Ей вспомнился их заговорщический, радостный вид, когда они пришли к ней в палату. Как прекрасный подарок они принесли ей свою любовь, чтобы она вернула им ее преображенной в доблесть.

– Вот только Ксавьер никогда ничего не представляет себе в подробностях. Она не подумала, что придется пользоваться словами, и ужаснулась, как только ты открыл рот. Меня это не удивляет, но тебе следовало предвидеть удар.

Пьер пожал плечами.

– Я не собирался вести подсчеты, – сказал он. – Я не остерегался. Это маленькая фурия. Если бы ты видела, какой трогательной и открытой она была этой ночью. Когда я произнес слово «любовь», она слегка вздрогнула, однако лицо ее тут же выразило согласие. Я проводил ее в ее комнату. – Он улыбнулся, но, казалось, не почувствовал своей улыбки; глаза его затуманились. – Прощаясь с ней, я обнял ее, и она подставила мне губы. Это был совершенно невинный поцелуй, но сколько нежности было в ее порыве.

Картина полоснула Франсуазу, словно ожог; Ксавьер, ее черный костюм, блузка из шотландки и ее белая шея; Ксавьер, податливая и теплая в объятиях Пьера, с полузакрытыми глазами, раскрытыми губами. Никогда она не увидит этого лица. Франсуаза сделала над собой отчаянное усилие; она становилась несправедливой, она не хотела позволить этой растущей озлобленности овладеть собой.

– Ты предлагаешь ей нелегкую любовь, – сказала она. – Это естественно, что она в какой-то момент пугается. Мы не привыкли смотреть на нее под таким углом, но ведь это девушка, и она никогда не любила. Несмотря ни на что, это имеет значение.

– Только бы она не наделала глупостей, – сказал Пьер.

– Что она, по-твоему, может сделать?

– С ней никогда не знаешь, она была в таком состоянии. – Он с мучительным беспокойством взглянул на Франсуазу. – Ты попробуешь ее успокоить, хорошенько все ей объяснить? Только ты можешь все уладить.

– Я попробую, – ответила Франсуаза.

Она посмотрела на Пьера, и ей вспомнился разговор, который состоялся у них накануне: слишком долго она слепо любила его за то, что получала от него. Однако она пообещала себе любить его таким, какой он есть, вплоть до той самой свободы, которая позволяет ему ускользать от нее, и не будет отступать, столкнувшись с первым препятствием. Франсуаза улыбнулась ему.

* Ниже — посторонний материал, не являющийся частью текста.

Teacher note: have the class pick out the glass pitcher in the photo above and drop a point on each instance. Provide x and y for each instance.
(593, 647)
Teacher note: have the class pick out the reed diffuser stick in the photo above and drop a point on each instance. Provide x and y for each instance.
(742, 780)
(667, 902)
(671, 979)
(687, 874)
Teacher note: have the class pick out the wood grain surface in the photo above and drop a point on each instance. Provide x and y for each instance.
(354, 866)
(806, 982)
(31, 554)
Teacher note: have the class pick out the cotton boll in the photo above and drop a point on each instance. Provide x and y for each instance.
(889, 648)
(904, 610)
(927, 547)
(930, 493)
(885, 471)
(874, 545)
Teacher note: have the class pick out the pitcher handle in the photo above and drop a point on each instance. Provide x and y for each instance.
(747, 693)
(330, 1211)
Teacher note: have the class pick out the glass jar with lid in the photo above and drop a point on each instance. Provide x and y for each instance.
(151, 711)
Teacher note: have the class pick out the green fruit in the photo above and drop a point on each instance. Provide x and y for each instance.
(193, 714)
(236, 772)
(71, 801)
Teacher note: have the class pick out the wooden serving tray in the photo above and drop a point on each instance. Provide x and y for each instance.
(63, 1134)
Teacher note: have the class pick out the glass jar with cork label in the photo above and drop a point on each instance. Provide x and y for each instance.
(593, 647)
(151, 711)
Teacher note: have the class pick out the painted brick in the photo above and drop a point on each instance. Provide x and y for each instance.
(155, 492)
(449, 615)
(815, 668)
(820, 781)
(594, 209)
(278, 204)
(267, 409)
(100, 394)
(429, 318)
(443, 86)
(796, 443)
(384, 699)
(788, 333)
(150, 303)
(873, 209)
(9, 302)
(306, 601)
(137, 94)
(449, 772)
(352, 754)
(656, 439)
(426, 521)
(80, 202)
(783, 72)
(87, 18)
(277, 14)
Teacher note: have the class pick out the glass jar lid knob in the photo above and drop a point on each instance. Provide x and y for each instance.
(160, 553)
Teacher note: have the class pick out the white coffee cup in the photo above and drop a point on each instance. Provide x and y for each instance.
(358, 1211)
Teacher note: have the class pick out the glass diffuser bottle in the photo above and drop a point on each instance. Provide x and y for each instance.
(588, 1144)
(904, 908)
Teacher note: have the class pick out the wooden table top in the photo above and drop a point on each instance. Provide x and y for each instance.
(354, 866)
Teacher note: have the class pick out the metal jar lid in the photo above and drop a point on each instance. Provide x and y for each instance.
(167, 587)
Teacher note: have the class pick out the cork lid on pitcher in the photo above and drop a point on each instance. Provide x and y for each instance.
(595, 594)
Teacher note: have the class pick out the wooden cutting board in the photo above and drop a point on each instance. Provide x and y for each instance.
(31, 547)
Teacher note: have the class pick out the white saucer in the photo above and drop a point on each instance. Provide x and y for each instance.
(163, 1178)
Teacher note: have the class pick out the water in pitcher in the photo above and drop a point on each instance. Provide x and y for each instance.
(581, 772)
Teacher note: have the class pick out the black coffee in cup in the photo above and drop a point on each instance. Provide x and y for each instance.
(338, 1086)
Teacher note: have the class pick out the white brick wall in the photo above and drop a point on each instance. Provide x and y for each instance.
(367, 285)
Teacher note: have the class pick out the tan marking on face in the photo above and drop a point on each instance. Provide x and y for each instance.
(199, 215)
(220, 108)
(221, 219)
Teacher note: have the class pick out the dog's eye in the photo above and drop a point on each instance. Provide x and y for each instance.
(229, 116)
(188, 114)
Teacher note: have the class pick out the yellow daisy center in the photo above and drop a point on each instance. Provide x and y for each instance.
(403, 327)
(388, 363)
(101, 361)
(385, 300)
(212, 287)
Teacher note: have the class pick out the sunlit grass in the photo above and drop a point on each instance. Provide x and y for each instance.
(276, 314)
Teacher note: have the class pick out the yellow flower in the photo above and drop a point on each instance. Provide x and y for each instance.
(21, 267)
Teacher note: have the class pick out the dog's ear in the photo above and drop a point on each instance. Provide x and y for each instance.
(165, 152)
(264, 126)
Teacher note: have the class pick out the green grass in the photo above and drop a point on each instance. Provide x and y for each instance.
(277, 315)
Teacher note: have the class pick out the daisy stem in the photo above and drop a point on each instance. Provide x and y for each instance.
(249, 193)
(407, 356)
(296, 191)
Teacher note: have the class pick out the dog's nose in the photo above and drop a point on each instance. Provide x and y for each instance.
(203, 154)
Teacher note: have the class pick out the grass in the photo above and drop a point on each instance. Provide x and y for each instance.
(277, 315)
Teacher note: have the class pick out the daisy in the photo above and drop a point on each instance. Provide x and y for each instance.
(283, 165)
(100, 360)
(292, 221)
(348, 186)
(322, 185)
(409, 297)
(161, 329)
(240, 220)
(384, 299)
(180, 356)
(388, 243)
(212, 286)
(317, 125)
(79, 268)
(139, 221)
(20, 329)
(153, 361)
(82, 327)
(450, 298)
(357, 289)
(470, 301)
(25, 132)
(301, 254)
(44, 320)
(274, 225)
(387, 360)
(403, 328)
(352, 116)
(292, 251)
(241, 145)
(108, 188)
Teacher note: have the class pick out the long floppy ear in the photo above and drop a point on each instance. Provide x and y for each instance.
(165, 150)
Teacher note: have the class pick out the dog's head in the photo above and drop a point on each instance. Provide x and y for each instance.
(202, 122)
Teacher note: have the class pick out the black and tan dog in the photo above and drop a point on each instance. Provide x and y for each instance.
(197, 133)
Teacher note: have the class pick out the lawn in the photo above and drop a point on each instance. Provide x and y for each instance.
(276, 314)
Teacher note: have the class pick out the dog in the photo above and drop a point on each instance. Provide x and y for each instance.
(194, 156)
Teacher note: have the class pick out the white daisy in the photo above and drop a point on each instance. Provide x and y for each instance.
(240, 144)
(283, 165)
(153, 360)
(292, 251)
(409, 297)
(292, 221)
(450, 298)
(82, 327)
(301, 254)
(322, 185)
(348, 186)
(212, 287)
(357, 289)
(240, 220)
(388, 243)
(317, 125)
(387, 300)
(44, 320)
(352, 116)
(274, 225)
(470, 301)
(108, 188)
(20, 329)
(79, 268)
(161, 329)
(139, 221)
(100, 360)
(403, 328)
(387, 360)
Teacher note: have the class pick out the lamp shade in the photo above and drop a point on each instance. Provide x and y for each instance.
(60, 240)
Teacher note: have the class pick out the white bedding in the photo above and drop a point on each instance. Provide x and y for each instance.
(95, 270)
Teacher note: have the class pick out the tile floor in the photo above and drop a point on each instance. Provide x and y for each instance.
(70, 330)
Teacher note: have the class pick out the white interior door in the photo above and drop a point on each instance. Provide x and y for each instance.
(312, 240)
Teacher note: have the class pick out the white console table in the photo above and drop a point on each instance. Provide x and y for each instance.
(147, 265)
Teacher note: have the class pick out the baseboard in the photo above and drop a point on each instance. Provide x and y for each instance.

– Главное, – сказала она, – я попытаюсь заставить ее понять, что ты не мужчина между двумя женщинами и что мы все трое образуем нечто особенное, возможно, нечто трудное, но что может быть прекрасным и счастливым.

– Я задаюсь вопросом, придет ли она в полночь, – сказал Пьер. – Она до того была взволнована.

– Я попытаюсь убедить ее, – сказала Франсуаза. – По сути, все это не так уж важно.

Они помолчали.

– А Жербер? – спросила Франсуаза. – О нем и вовсе не было речи?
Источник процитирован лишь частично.